I’ve been trying hard not to comment about the ridiculous Skankgate business. But today my resolve was broken by the final straw.
Here’s the background as I understand it. Some anonymous blogger calls some model a skank (among many other things), the alleged skank considers suing said anonymous blogger and subpoenas Google (who hosted said blogger’s blog for free) for said blogger’s particulars. Google notifies said anonymous blogger of the subpoena to allow said anonymous blogger to challenge the subpoena, which said anonymous blogger does and fails. Under court order, Google provides said anonymous blogger’s name to the alleged skank.
Then, rather than defend the alleged skank’s claim, either under some truth as a defense theory, by playing the much misunderstood First Amendment card or otherwise, the no-longer anonymous blogger decides to sue Google for $15 million.
Are you kidding me?
Read carefully. It’s not the person who was called a skank who’s suing Google. It’s the person who said it, somehow claiming that Google should have ignored the subpoena in the name of preserving that person’s ability to say seemingly anything behind a self-granted cloak of anonymity. It’s like the schoolyard bully suing a teacher for pulling him off a weakling. In other words, it’s backwards. And illogical.
Some seem to be confusing anonymity with immunity. Some might say this suit is some combination of offense as a good defense, a bad aim and a money grab.
My issue is not the truth or untruth of what was said. Who cares- there are laws to deal with that. My issue is with someone who wants to make all sorts of allegations about someone else, but is unwilling to stand up and say “yeah, I said it.” And it’s not like this situation involved a single skank reference amid scads of other content and opinion. According to a report at Wired, the no-longer anonymous blogger:
published only five posts, all devoted to attacking [the alleged skank], a 37-year-old who has reportedly modeled for Australian Vogue, Georgio Armani and Versace. In the posts, [the alleged skank] was called a “psychotic, lying, whoring . . . skank” and an “old hag,” and was depicted as a desperate “fortysomething” who was past her prime.
As far as I’m concerned, if you don’t want to take credit for it, then don’t cross any legal lines when you crap all over someone. I have the same respect for anonymous bloggers who attack people as I do for the those who write on bathroom walls. That sort of thing makes Twitter seem like the Encyclopedia Britannica.
Robert X. Cringely notes in a PCWorld article that “if anonymous speech on the Internet is no longer anonymous, some people will simply stop speaking.” To which I and the rest of the sane world say “so freaking what?” The mathematical value of some anonymous, tossed-up Blogger blog or some scathing anonymous blog comment is very close to zero.
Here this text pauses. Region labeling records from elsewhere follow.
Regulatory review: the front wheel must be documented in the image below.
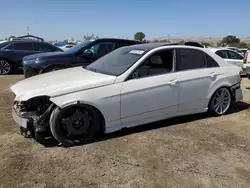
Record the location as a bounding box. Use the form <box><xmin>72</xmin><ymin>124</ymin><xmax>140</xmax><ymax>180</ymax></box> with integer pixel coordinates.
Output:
<box><xmin>44</xmin><ymin>66</ymin><xmax>64</xmax><ymax>73</ymax></box>
<box><xmin>50</xmin><ymin>105</ymin><xmax>101</xmax><ymax>146</ymax></box>
<box><xmin>209</xmin><ymin>87</ymin><xmax>232</xmax><ymax>116</ymax></box>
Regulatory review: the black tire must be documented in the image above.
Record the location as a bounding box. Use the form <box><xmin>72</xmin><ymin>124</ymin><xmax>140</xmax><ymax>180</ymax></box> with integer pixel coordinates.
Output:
<box><xmin>44</xmin><ymin>65</ymin><xmax>65</xmax><ymax>73</ymax></box>
<box><xmin>208</xmin><ymin>87</ymin><xmax>232</xmax><ymax>116</ymax></box>
<box><xmin>0</xmin><ymin>59</ymin><xmax>12</xmax><ymax>75</ymax></box>
<box><xmin>50</xmin><ymin>104</ymin><xmax>102</xmax><ymax>147</ymax></box>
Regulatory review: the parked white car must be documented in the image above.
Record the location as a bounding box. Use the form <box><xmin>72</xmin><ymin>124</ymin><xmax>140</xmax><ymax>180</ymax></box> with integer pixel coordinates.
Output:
<box><xmin>208</xmin><ymin>48</ymin><xmax>244</xmax><ymax>68</ymax></box>
<box><xmin>11</xmin><ymin>43</ymin><xmax>243</xmax><ymax>145</ymax></box>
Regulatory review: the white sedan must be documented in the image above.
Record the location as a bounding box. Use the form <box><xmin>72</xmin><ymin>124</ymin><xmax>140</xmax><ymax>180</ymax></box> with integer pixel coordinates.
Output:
<box><xmin>208</xmin><ymin>48</ymin><xmax>244</xmax><ymax>68</ymax></box>
<box><xmin>11</xmin><ymin>43</ymin><xmax>243</xmax><ymax>145</ymax></box>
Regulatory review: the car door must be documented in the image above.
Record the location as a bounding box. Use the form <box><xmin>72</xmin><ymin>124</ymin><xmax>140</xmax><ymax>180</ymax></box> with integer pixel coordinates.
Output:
<box><xmin>34</xmin><ymin>42</ymin><xmax>62</xmax><ymax>53</ymax></box>
<box><xmin>76</xmin><ymin>41</ymin><xmax>117</xmax><ymax>66</ymax></box>
<box><xmin>176</xmin><ymin>49</ymin><xmax>219</xmax><ymax>114</ymax></box>
<box><xmin>121</xmin><ymin>50</ymin><xmax>180</xmax><ymax>127</ymax></box>
<box><xmin>227</xmin><ymin>50</ymin><xmax>244</xmax><ymax>67</ymax></box>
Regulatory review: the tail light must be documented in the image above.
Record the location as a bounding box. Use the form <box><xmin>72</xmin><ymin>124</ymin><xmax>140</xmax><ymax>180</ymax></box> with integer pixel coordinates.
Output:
<box><xmin>243</xmin><ymin>51</ymin><xmax>249</xmax><ymax>64</ymax></box>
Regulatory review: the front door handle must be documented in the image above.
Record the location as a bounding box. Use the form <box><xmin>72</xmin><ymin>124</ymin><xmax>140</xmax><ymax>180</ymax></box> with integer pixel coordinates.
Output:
<box><xmin>168</xmin><ymin>79</ymin><xmax>178</xmax><ymax>85</ymax></box>
<box><xmin>209</xmin><ymin>72</ymin><xmax>215</xmax><ymax>78</ymax></box>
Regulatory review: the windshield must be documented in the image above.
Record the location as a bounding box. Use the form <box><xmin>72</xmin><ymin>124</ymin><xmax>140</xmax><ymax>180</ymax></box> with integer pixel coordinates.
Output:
<box><xmin>65</xmin><ymin>40</ymin><xmax>93</xmax><ymax>54</ymax></box>
<box><xmin>86</xmin><ymin>46</ymin><xmax>146</xmax><ymax>76</ymax></box>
And, again, no one is saying you can’t be anonymous- the hair trigger First Amendment police tend to get confused about this. Even the generally reliable Techdirt seems to be misinterpreting the right of free speech as an absolute right to be anonymous, which it is not (though Techdirt did come down on the side of logic with respect to the suit against Google). If you want to write anonymously, no one can or should stop you, and the very legitimate protection of anonymous speech requires scrutiny before removing the cloak of anonymity. But if you defame someone, you can’t simply hide behind your self-granted anonymity. To argue otherwise is to turn the law- and common sense- on its head.
Privacy expert Dan Solove says:
The Internet shouldn’t mean that people have unbridled freedom to do things they wouldn’t do before without repercussions. We have an unprecedented power to broadcast something to the entire world. Never before in history have you had the power to do this without the aid of the mainstream media.
An interesting footnote. Upon learning of the no-longer anonymous blogger’s identity, the alleged skank says, “I just dialed her up. I said no more lawyers, it’s OK. I forgive you.”
I say if you want to talk trash about people, cowboy up and say it to their face.